Barbara Frenkel, Mitglied des Vorstands Beschaffung, Porsche AG, Teil 3
„Mir macht es Freude, wenn sich Menschen weiterentwickeln und erfolgreich werden“

„Mir macht es Freude, wenn sich Menschen weiterentwickeln und erfolgreich werden“
Barbara Frenkel ist Mitglied des Porsche-Vorstandes und leitet seit Juni 2021 das Ressort Beschaffung: »Wir müssen gemeinsam damit umgehen, dass nicht alles jeden Tag nach Plan laufen kann.« Bild: Porsche
Im dritten Teil unseres Interviews sprechen wir mit Barbara Frenkel über den möglichen Einsatz von 3D-Druck, wie der Einkauf bei Porsche in den Produktentstehungsprozess eingebunden ist, die Zusammenarbeit mit Lieferanten in Bezug auf Nachhaltigkeit und wie sie sich um den Nachwuchs bei Porsche kümmert.
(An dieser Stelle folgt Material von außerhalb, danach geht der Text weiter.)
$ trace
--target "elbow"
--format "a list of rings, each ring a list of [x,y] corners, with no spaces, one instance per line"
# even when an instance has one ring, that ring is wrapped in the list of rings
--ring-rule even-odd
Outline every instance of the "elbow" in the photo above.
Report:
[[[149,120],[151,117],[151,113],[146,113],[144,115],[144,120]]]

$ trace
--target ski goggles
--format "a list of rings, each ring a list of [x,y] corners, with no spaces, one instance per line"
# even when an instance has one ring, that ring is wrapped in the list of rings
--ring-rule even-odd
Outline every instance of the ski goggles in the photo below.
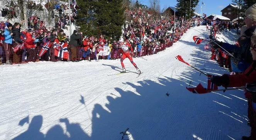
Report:
[[[256,51],[256,44],[254,44],[253,42],[251,42],[251,50],[254,50]]]

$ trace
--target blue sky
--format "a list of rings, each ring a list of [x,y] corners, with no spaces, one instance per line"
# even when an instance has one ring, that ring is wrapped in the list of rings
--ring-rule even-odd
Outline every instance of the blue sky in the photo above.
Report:
[[[176,5],[176,0],[159,0],[161,7],[161,10],[164,8],[167,8],[169,6],[174,7]],[[187,0],[190,2],[189,0]],[[149,0],[139,0],[141,3],[149,5]],[[221,15],[220,10],[225,7],[229,3],[232,3],[232,0],[200,0],[198,4],[200,4],[202,2],[205,5],[202,6],[202,14],[204,13],[207,15],[213,13],[215,14]],[[201,5],[198,5],[196,8],[196,11],[200,14],[201,12]]]

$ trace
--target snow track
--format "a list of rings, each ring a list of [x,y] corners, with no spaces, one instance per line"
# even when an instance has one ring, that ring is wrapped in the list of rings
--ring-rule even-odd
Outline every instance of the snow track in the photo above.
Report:
[[[242,92],[198,95],[186,89],[206,87],[207,78],[177,60],[178,55],[207,73],[228,73],[209,60],[205,43],[195,45],[193,35],[209,33],[194,28],[203,34],[189,30],[173,47],[144,57],[147,61],[134,59],[143,72],[137,78],[128,59],[130,73],[111,76],[121,71],[120,60],[0,66],[0,139],[120,140],[127,128],[135,140],[248,135]]]

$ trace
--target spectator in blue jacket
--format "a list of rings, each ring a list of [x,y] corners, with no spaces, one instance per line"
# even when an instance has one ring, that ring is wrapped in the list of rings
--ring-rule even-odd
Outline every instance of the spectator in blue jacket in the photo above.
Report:
[[[138,52],[138,56],[141,57],[141,48],[142,46],[141,45],[141,42],[138,42],[137,43],[137,52]]]
[[[7,64],[12,64],[10,61],[10,56],[12,54],[12,25],[9,23],[5,28],[3,35],[5,37],[3,42],[4,51],[5,53]]]

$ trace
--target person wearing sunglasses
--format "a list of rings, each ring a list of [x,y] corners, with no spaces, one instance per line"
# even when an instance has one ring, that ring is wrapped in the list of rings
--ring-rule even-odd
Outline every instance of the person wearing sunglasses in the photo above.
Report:
[[[253,140],[256,140],[256,3],[248,8],[245,15],[246,17],[244,22],[248,29],[244,32],[246,35],[240,37],[244,38],[239,38],[241,43],[239,43],[239,47],[222,42],[220,45],[225,49],[245,56],[245,60],[247,62],[247,63],[244,63],[244,65],[249,63],[251,60],[250,65],[244,67],[244,68],[246,68],[239,75],[214,76],[211,81],[218,86],[225,87],[246,85],[248,87],[248,85],[251,87],[246,88],[244,93],[248,101],[248,124],[251,128],[251,135],[243,136],[242,139]]]
[[[251,37],[256,29],[256,3],[249,8],[245,12],[245,15],[246,17],[244,22],[247,30],[244,33],[241,33],[244,35],[238,38],[237,43],[232,45],[217,40],[215,41],[223,48],[220,48],[222,51],[226,52],[223,49],[224,48],[229,53],[233,53],[234,57],[231,58],[231,65],[232,71],[236,73],[244,72],[253,62],[250,46]],[[211,42],[210,43],[213,45],[215,48],[219,47],[213,42]]]

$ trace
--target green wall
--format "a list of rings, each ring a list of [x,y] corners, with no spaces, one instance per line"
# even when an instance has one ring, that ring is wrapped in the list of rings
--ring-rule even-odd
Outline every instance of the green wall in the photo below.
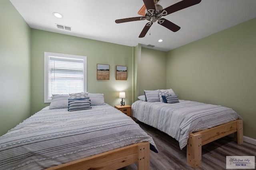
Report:
[[[105,102],[114,106],[120,104],[119,92],[126,92],[124,99],[131,105],[132,98],[133,47],[50,32],[32,29],[31,113],[49,103],[44,103],[44,52],[87,57],[87,91],[104,94]],[[97,64],[110,65],[109,80],[97,80]],[[127,80],[116,80],[116,66],[127,66]]]
[[[30,116],[30,28],[0,1],[0,135]]]
[[[144,90],[165,89],[166,53],[142,48],[141,55],[138,96],[144,94]]]
[[[167,87],[180,99],[220,105],[256,139],[256,18],[170,51]]]

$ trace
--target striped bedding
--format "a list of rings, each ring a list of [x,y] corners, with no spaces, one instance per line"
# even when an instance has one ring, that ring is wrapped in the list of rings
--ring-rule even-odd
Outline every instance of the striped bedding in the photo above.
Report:
[[[225,107],[179,101],[168,104],[138,100],[132,105],[132,116],[175,138],[180,149],[186,146],[190,133],[242,119],[235,111]]]
[[[0,169],[40,170],[152,139],[106,104],[88,110],[43,109],[0,137]]]

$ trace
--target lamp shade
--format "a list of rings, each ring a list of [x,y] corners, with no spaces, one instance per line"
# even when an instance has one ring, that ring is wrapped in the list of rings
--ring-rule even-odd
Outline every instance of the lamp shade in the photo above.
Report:
[[[119,98],[125,98],[125,92],[119,92]]]

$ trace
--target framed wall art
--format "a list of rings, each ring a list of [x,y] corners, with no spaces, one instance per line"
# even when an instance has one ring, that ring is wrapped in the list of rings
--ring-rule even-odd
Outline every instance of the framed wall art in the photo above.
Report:
[[[97,80],[109,80],[109,65],[97,64]]]
[[[127,80],[127,67],[126,66],[116,66],[116,80]]]

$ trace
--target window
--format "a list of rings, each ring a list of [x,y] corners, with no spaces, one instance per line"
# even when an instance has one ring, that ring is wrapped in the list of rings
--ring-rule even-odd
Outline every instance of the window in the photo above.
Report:
[[[86,92],[86,57],[44,52],[44,103],[52,94]]]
Beschaffung aktuell: Ist der 3D-Druck für technischen Bauteile eine Option für Porsche?

Frenkel: Wir nutzen die additive Fertigungstechnik schon seit vielen Jahren für besondere Einsätze. Im Prototypenbau können wir mit dem 3D-Druck Bauteile schnell produzieren und verschiedene Konzepte testen. Etwa Komponenten mit neuen Geometrien herstellen, die in einem Gussteil so nicht formbar sind. Damit können wir etwa neue Kühlungen ausprobieren oder auch andere Materialien. Es gibt ein schönes Beispiel aus unserem Motorenbau: Für einen 911 GT2 RS haben wir die Kolben im so genannten Laser-Metall-Fusion-Verfahren aus hochreinem Metallpulver gedruckt. Diese sind zehn Prozent leichter als die serienmäßigen Schmiede-Kolben. Zudem verfügen sie über einen integrierten und geschlossenen Kühlkanal im Kolbenboden, der mit herkömmlichen Verfahren nicht herstellbar gewesen wäre. Durch somit höhere Motordrehzahlen bei niedrigerer Temperaturbelastung wird die Verbrennung optimiert. Dadurch sind bis zu 30 PS mehr Leistung aus dem 700 PS starken Biturbo-Motor denkbar – und das bei höherer Effizienz.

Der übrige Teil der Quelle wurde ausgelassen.